AI-Assisted Engineering
The Spaceflight Dynamics Framework (SDF) is developed using a modern AI-assisted engineering workflow that combines classical software engineering, aerospace simulation development, and large-language-model-supported collaboration.
The use of AI within the project is not intended to replace engineering decisions, architectural ownership, or technical understanding. Instead, AI is used as an engineering acceleration and structuring toolthat supports iteration speed, documentation quality, architecture exploration, brainstorming, and workflow efficiency.
The project itself — including the simulation backend, architecture decisions, subsystem design, propulsion modeling, frontend implementation, guidance logic, telemetry concepts, and overall technical direction — has primarily been developed independently. The project only recently received its first external contributor.
AI support is therefore integrated as part of a pragmatic engineering workflow: repetitive work can be accelerated, documentation quality can be improved, architectural ideas can be explored faster, and implementation concepts can be discussed interactively while engineering ownership and validation remain human-driven.
Why AI-Assisted Engineering?
Modern engineering workflows are evolving rapidly. Large language models and AI-supported tooling are increasingly becoming part of software development, systems engineering, documentation workflows, and technical communication.
Within SDF, AI is treated as a productivity and engineering support tool rather than an autonomous developer.

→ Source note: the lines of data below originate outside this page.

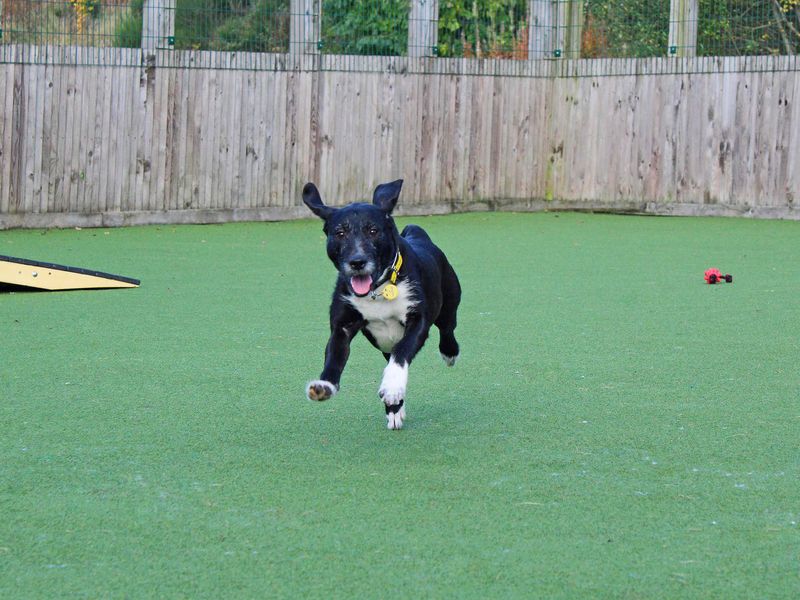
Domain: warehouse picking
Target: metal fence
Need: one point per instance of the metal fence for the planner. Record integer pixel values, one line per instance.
(507, 30)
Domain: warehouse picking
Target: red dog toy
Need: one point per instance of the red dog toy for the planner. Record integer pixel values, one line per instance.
(713, 276)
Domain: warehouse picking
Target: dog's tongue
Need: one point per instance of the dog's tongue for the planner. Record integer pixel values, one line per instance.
(361, 284)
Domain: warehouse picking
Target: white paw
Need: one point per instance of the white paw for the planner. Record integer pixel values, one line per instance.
(395, 420)
(393, 385)
(449, 360)
(320, 390)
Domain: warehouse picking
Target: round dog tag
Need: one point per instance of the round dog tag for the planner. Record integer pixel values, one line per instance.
(389, 292)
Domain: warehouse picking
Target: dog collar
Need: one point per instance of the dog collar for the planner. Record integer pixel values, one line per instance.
(389, 291)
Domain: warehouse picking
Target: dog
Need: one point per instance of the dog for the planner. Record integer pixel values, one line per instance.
(392, 287)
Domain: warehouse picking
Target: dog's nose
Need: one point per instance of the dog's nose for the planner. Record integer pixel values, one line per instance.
(358, 263)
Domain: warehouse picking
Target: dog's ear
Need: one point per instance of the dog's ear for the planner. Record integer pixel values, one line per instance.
(313, 200)
(386, 194)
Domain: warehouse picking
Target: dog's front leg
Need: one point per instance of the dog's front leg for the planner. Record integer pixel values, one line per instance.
(395, 375)
(336, 353)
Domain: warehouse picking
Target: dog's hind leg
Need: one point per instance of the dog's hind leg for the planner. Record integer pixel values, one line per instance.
(447, 320)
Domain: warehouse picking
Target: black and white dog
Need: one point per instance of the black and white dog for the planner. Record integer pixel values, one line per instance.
(392, 287)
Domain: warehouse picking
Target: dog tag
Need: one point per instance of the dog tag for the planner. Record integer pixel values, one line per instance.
(389, 292)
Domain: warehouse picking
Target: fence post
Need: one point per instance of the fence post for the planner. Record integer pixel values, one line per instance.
(304, 26)
(555, 28)
(158, 25)
(423, 27)
(683, 27)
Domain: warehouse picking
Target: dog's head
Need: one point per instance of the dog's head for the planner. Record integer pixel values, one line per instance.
(362, 238)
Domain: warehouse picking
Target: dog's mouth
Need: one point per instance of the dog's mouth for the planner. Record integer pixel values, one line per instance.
(361, 284)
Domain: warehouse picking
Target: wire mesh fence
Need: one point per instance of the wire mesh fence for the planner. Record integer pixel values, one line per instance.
(511, 30)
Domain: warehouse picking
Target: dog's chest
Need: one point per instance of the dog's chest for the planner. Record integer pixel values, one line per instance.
(386, 319)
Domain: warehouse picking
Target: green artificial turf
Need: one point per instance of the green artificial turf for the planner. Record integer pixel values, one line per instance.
(614, 427)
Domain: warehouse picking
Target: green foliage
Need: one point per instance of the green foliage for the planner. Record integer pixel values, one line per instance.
(253, 25)
(128, 32)
(632, 29)
(495, 28)
(489, 28)
(365, 27)
(640, 28)
(745, 27)
(262, 28)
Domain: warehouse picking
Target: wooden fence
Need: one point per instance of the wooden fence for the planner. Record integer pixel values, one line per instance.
(115, 144)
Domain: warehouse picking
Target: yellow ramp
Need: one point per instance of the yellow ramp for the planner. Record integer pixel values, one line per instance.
(49, 276)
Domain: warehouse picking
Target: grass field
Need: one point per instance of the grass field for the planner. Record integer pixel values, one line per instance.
(615, 427)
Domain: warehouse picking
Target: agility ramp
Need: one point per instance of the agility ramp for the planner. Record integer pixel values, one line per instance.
(50, 276)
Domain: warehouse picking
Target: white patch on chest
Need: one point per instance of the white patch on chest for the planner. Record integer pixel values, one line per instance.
(385, 318)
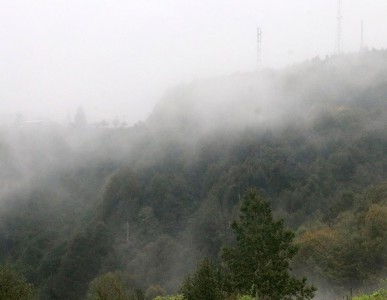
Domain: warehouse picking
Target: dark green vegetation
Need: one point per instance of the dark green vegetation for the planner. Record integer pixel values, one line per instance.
(258, 263)
(13, 286)
(152, 200)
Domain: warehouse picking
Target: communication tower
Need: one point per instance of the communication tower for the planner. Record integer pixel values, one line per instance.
(339, 37)
(259, 48)
(362, 36)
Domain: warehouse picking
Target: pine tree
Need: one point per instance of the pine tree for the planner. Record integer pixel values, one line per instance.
(259, 262)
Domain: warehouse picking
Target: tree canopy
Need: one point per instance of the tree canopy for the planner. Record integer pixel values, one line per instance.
(259, 262)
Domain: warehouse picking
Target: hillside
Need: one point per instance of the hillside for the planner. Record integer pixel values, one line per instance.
(153, 199)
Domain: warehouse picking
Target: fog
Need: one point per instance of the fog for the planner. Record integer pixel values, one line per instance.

The goal is not to automate engineering judgment, but to improve iteration speed, maintain architectural consistency, reduce repetitive workload, and accelerate exploration of technical ideas.
This is especially valuable in a research-oriented project environment where architecture discussions, subsystem decomposition, documentation, and future design exploration consume significant development time in addition to actual implementation work.

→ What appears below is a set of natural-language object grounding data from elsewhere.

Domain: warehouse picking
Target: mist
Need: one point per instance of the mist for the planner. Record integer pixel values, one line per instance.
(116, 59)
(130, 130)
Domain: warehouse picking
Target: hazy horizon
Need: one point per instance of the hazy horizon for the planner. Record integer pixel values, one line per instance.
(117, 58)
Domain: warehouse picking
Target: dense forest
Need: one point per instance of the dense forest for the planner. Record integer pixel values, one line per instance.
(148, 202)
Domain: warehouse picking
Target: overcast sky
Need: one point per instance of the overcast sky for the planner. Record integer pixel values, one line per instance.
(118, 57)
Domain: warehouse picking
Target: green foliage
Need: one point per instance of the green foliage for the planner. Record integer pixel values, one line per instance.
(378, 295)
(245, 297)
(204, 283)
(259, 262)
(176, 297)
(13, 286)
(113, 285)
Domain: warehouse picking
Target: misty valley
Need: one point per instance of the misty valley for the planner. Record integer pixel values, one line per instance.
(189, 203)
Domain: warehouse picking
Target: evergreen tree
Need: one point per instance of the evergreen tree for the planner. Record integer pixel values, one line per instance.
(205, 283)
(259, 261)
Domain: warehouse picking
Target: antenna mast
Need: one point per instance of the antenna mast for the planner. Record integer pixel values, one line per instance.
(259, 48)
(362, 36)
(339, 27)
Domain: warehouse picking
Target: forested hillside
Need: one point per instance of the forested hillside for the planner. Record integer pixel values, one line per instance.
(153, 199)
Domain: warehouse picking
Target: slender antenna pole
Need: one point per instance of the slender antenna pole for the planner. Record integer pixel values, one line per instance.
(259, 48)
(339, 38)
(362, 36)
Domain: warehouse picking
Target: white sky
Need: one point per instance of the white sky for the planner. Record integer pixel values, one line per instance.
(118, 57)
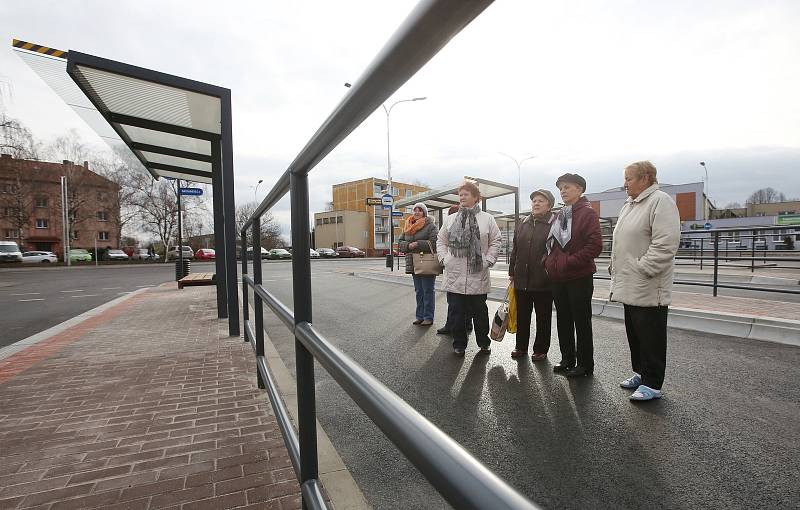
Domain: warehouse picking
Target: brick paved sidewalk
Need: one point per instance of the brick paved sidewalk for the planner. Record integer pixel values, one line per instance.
(149, 405)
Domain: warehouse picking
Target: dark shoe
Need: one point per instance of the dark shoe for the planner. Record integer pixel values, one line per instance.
(563, 366)
(579, 372)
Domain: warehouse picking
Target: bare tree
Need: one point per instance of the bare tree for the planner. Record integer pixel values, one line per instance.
(766, 196)
(270, 229)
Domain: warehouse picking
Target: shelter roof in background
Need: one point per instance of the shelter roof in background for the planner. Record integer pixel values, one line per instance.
(168, 122)
(445, 197)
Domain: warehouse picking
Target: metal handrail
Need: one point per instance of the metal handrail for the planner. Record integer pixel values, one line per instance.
(461, 479)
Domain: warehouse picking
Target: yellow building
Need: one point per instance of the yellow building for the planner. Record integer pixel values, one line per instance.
(352, 222)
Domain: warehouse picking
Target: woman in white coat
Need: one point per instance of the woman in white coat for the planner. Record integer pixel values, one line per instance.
(646, 240)
(468, 245)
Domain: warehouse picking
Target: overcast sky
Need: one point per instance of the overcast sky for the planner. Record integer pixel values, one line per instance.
(584, 86)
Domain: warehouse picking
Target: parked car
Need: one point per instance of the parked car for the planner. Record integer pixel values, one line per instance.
(205, 254)
(144, 254)
(115, 255)
(10, 252)
(172, 253)
(264, 253)
(79, 255)
(46, 257)
(350, 251)
(278, 253)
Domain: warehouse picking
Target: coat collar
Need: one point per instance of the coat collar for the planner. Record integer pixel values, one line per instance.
(644, 194)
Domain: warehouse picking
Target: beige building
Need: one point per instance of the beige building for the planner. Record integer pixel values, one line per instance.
(354, 223)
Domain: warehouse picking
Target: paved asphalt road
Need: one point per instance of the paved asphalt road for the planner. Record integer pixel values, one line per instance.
(33, 299)
(725, 435)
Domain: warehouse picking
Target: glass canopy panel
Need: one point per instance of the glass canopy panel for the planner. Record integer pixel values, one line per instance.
(187, 177)
(192, 164)
(152, 101)
(161, 139)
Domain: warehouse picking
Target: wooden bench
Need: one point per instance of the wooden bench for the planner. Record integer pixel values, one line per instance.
(194, 279)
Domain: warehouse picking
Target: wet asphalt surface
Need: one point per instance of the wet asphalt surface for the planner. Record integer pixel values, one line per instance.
(725, 435)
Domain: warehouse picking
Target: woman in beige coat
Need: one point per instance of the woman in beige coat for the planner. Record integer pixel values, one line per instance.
(468, 246)
(646, 241)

Current Areas of AI Support
AI support is currently used in several non-critical but highly valuable engineering workflows throughout the project:
- Architecture brainstorming and subsystem decomposition
- Frontend structure and UI workflow discussions
- Documentation drafting and refinement
- Doxygen documentation support
- Diagram structure and visualization ideas
- Release communication and project presentation
- Issue refinement and milestone structuring
- Naming discussions and terminology consistency
- Open-source onboarding concepts
- Website content and engineering communication
- Refactoring planning and workflow analysis
- Research-oriented brainstorming and future direction exploration
Human Engineering Responsibility
AI-generated suggestions are treated as engineering support material and are reviewed before integration into the project.
Architectural decisions, simulation behavior, propulsion models, mathematical formulations, subsystem interactions, validation logic, and implementation choices remain under direct human control.

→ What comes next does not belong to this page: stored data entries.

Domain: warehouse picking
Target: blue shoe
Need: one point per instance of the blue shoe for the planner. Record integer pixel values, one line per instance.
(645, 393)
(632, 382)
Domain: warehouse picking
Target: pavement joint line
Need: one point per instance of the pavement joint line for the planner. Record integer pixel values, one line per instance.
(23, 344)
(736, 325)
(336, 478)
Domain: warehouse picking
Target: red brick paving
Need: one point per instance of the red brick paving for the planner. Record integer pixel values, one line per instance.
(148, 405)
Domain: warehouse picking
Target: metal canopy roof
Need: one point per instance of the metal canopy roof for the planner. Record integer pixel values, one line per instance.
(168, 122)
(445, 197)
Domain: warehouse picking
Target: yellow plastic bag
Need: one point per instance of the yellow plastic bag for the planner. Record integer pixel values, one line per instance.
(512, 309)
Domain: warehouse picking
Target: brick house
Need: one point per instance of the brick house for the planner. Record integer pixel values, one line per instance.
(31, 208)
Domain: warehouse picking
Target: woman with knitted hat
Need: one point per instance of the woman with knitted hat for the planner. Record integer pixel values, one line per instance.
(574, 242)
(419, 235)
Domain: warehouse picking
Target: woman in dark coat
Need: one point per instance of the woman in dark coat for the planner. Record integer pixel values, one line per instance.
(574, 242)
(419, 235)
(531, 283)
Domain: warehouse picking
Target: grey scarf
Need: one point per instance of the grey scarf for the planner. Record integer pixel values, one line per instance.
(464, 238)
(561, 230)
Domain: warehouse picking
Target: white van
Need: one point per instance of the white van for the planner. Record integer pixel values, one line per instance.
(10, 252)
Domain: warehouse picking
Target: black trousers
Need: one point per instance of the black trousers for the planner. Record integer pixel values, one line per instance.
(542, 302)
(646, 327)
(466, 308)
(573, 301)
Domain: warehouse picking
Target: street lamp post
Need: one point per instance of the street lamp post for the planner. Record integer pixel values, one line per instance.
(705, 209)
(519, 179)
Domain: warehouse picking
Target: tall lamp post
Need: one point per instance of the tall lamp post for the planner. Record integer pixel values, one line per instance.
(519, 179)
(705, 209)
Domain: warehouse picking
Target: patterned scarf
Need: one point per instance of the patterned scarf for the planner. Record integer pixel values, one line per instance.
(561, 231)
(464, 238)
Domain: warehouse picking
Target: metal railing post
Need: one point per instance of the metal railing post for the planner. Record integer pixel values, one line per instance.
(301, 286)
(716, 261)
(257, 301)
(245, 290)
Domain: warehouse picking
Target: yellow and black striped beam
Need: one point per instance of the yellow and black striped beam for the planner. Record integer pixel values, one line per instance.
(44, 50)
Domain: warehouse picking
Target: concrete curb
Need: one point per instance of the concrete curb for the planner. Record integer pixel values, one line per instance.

This is especially important in a technically-oriented simulation framework where correctness, maintainability, traceability, and subsystem consistency are critical.
Examples of AI-Assisted Workflow
Typical workflows within the project often combine human engineering direction with AI-assisted iteration support:
- Initial engineering idea or architectural problem definition
- Discussion of subsystem boundaries and responsibilities
- Exploration of alternative implementation structures
- Refinement of interfaces, DTOs, or dataflow concepts
- Generation of supporting documentation and diagrams
- Final engineering review and manual integration into the codebase
This workflow allows repetitive engineering overhead to be reduced while preserving technical ownership and implementation responsibility.
AI-Generated Assets
Some visual assets used throughout the project — including concept art, presentation imagery, and project-related visual material — are generated using AI-assisted image generation workflows.
Examples include:
- Website hero images
- Presentation visuals
- Recruiting graphics
- Logo brainstorming and design exploration
- Concept visualization for communication purposes
AI-generated visual assets are primarily used to support communication, presentation, and project identity rather than technical validation.
Engineering Philosophy
The integration of AI into SDF reflects the belief that future engineering workflows will increasingly combine human expertise with AI-assisted tooling.
Rather than replacing engineering thinking, these tools can improve accessibility, accelerate iteration, reduce repetitive workload, strengthen documentation quality, and support collaborative exploration of complex systems.
The long-term goal is therefore not only to build a spacecraft dynamics framework, but also to explore how modern engineering workflows can evolve in an open, transparent, and technically responsible way.